Due to the negative effects of protein contaminants in MS-proteomics, various methods have been implemented to combat this problem. Keratin contaminations can be reduced by using a laminar flow hood and fastidiously wiping down surfaces with ethanol and water.7 However, it is almost impossible to eliminate keratins from proteomic experiments. Contaminations from digestion enzymes and affinity tags can be reduced by carefully optimizing the amount of enzymes and beads. But such practices may not be feasible for MS facilities and biological samples with limited amounts. Sample type-specific interferences have been evaluated previously, such as non-specific interactions in affinity purification and contaminations from plasma proteomics.5,8 Note that these interference proteins are sample-specific and may actually be useful proteins in other proteomic experiments. Therefore, these interference proteins cannot be marked as exogenous contaminant proteins for all proteomic experiments. For data-dependent acquisition (DDA) proteomics, an exclusion list can be used to disregard specific ions from being isolated for MS/MS fragmentation.9 However, exclusion list is specific to LC-MS gradient and instrument, which is difficult to transfer across different MS platforms and laboratories. Peptides with similar m/z and retention times could also be accidentally excluded in complex biological samples.9–12 Additionally, contaminant FASTA libraries can be used in DDA data analysis to mark and remove contaminant proteins from the dataset.13 Although widely used, current contaminant FASTA files used in Mascot, MaxQuant14, or other proteomics platforms have not been updated in years.
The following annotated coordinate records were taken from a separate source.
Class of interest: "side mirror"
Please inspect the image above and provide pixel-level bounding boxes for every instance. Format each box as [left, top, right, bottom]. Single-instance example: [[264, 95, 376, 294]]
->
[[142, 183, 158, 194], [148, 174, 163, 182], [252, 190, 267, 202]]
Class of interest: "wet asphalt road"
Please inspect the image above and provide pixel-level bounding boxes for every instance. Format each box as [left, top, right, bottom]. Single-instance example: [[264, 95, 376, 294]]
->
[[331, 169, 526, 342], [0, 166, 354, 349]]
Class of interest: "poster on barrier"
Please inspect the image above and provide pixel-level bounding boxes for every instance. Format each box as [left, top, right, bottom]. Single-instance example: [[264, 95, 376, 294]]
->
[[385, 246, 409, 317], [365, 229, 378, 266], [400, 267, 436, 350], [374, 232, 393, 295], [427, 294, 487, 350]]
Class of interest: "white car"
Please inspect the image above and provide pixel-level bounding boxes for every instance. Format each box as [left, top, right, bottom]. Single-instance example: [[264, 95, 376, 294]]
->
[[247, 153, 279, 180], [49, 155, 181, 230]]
Despite various strategies to reduce the influence of protein contaminants in DDA proteomics, protein contamination has not been evaluated and is rarely addressed in data-independent acquisition (DIA) proteomics. Many exogenous contaminants from different species cannot be identified unless included in FASTA or spectral libraries. DDA exclusion list is not compatible with DIA because all co-eluting peptides within a pre-determined isolation window are fragmented together regardless of precursor intensities. Due to the wide isolation window in DIA, we hypothesized that contaminant proteins/peptides can be especially problematic if left unaddressed, leading to false identifications in DIA proteomics.
DIA data analysis can be conducted using spectral library-based software tools (e.g. OpenSWATH15, Spectronaut16, DIA-NN17, Skyline18, EncylopeDIA19, MaxDIA20) or library-free strategies with in-silico digested pseudo peptide spectra based on FASTA protein sequences (e.g. DirectDIA21, DIA-NN17, DIA-Umpire22, PECAN23,24, DeepDIA25). While contaminant FASTA libraries are widely implemented in DDA data analysis, they have not been updated for years and are rarely used for DIA data analysis.26 To our knowledge, there is no contaminant spectral library that is publicly available and universally applicable for DIA proteomics.
In this study, we created a series of contamination-only samples to establish contaminant protein spectral libraries. We generated a new contaminant FASTA library containing 381 protein contaminants commonly found in bottom-up proteomic experiments. We then evaluated how protein contaminants influence identification and quantification in DDA and DIA proteomics. The benefits and applicability of these contaminant libraries were demonstrated in various DDA and DIA data analysis platforms. These contaminant FASTA and spectral libraries are freely accessible at https://github.com/HaoGroup-ProtContLib with straightforward user manual to promote standardized and reproducible proteomics data analysis and reporting pipeline in the broad proteomics community.27–29
MATERIALS AND METHODS
Generation of Contaminant-Only Samples
We generated a series of contaminant-only samples by adding different proteolytic enzymes to the lysis buffer (1M Urea in 50 mM Tris-HCl) as well as commonly used beads coated with affinity tags. The proteolytic enzymes used here include sequencing grade Trypsin, Trypsin Gold, Trypsin/Lys-C, and Lys-C from Promega. The beads used here include Sero-Mag streptavidin magnetic beads (Cytivia), Anti-Flag M2 affinity agarose beads (Sigma), and EZview Red anti-HA affinity agarose beads (Sigma). Clean ungloved hands were purposely rubbed together above these samples to increase keratin contaminations.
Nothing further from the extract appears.